El sueño de comprar una vivienda sigue siendo una prioridad para millones de personas, incluso si eso implica pasar por alto problemas importantes en la propiedad o aceptar condiciones que antes serían consideradas inaceptables.
Refleja el informe cómo el aumento en los precios inmobiliarios y las dificultades de acceso al mercado están modificando las expectativas y exigencias de los compradores, especialmente entre las generaciones más jóvenes.
Entre los problemas que más compradores estarían dispuestos a tolerar destacan la presencia de plagas, mencionada por 57% de los encuestados, seguida por moho y materiales peligrosos, ambos con 49 por ciento. Además, 45% aceptaría comprar una propiedad con problemas estructurales si la vivienda cumple con otras características deseadas.
También el análisis revela que muchos compradores priorizan la posibilidad de convertirse en propietarios por encima de otros factores relacionados con seguridad o ubicación.
Por ejemplo, 63% aseguró que compraría una vivienda ubicada en una zona con alto riesgo de desastres naturales, mientras que 50% consideraría adquirir una propiedad en áreas con altos índices de criminalidad o donde la inseguridad va en aumento.
Incluso, el estudio encontró que un mayor porcentaje de compradores aceptaría vivir cerca de un delincuente sexual registrado que junto a un vecino considerado desagradable.
La investigación destaca que la ubicación continúa siendo el aspecto en el que los compradores menos están dispuestos a ceder. El 38% señaló que este es el factor más importante, incluso por encima del precio de la vivienda o del estado físico del inmueble.
El contexto de altos precios inmobiliarios también está empujando a los compradores a flexibilizar sus estándares. Actualmente, el precio promedio de una vivienda en Estados Unidos supera ligeramente los 400 mil dólares, pero 63% de los encuestados reconoció que no podría pagar una propiedad de ese valor.

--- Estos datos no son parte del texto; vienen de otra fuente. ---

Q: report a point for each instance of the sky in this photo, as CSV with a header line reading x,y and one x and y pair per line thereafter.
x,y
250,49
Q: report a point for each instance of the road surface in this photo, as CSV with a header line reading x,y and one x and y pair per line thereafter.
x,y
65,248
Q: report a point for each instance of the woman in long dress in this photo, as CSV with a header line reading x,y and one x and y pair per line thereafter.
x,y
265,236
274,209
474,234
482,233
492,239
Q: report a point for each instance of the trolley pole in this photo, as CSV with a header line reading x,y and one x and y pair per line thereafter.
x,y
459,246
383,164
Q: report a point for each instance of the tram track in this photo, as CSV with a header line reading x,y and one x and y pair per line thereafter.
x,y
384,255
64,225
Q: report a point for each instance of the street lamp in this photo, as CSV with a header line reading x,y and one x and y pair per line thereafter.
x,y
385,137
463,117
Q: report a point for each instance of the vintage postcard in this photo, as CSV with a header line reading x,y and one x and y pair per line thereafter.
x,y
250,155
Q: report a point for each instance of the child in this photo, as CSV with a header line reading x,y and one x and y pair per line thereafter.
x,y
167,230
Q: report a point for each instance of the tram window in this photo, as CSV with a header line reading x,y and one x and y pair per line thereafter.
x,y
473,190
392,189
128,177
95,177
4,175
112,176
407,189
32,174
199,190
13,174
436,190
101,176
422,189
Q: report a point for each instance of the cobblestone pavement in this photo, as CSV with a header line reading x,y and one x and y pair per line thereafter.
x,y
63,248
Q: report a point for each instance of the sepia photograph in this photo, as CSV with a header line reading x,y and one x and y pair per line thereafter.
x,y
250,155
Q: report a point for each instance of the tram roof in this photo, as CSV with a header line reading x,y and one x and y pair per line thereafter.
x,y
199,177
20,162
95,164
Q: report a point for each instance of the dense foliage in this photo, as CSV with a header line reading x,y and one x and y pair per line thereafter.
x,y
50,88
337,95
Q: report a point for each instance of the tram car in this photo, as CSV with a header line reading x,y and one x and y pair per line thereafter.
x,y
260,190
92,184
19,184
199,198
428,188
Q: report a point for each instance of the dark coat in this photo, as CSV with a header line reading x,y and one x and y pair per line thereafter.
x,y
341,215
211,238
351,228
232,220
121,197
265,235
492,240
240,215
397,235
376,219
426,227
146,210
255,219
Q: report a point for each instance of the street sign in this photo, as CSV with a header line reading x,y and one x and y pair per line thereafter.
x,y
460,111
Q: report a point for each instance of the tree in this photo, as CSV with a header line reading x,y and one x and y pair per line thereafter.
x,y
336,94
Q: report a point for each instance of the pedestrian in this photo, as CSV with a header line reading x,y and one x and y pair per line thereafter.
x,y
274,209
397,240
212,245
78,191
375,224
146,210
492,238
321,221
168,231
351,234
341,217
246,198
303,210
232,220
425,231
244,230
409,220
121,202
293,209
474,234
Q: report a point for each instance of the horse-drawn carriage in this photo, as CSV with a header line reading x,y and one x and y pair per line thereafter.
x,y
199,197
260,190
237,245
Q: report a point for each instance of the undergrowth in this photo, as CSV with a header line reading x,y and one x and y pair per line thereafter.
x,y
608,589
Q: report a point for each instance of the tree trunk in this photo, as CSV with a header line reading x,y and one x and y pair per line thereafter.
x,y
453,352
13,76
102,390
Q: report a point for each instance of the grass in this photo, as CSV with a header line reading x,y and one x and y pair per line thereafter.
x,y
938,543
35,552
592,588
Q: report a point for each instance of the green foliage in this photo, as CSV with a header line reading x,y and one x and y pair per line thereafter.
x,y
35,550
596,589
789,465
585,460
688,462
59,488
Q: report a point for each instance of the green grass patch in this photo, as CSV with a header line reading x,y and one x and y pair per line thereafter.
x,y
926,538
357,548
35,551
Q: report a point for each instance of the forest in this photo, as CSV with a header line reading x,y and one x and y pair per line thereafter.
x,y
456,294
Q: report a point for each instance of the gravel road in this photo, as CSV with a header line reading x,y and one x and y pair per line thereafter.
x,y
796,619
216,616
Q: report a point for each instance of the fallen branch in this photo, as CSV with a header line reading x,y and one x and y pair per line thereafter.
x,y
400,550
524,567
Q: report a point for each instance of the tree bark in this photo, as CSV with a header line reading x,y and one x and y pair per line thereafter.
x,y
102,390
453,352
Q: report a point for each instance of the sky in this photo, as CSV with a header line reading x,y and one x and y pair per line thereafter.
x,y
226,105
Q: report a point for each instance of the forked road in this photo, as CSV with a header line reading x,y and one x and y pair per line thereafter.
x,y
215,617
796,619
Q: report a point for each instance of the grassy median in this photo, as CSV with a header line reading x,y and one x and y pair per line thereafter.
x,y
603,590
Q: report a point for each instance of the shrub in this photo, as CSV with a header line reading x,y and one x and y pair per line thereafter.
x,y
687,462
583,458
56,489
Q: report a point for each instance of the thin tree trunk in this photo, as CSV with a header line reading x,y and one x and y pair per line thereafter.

Además, 42% admitió que las características de vivienda que desea actualmente están fuera de su presupuesto real, mientras que 48% aseguró que reduciría sus expectativas si los precios continúan aumentando.
Los incentivos económicos también influyen directamente en la decisión de compra. El estudio indica que 38% aceptaría defectos en una vivienda si recibe un descuento en el precio, mientras que 29% lo haría si el vendedor ofrece créditos para reparaciones o garantías sobre la propiedad.
De acuerdo con el reporte, 62% de los integrantes de la Generación Z y 53% de los millennials comprarían una vivienda con moho, frente a solo 40% de los baby boomers.
Además, para las generaciones jóvenes algunos factores tecnológicos tienen más peso que ciertos desperfectos estructurales. La mala cobertura móvil representa un problema más importante para la Generación Z y los millennials que las grietas en paredes o incluso la ausencia de aire acondicionado central.
Pese a esta flexibilidad, la mayoría de los compradores mantiene preocupación por descubrir fallas graves después de cerrar la operación. El informe señala que 78% teme encontrar problemas importantes una vez firmada la escritura.
Aun así, solo 12% abandonaría de inmediato la compra tras detectar un defecto relevante durante el proceso.
El estudio de Clever Real Estate evidencia cómo las dificultades de acceso a la vivienda están redefiniendo las prioridades de compra y llevando a muchos consumidores a asumir mayores riesgos con tal de alcanzar la meta de ser propietarios.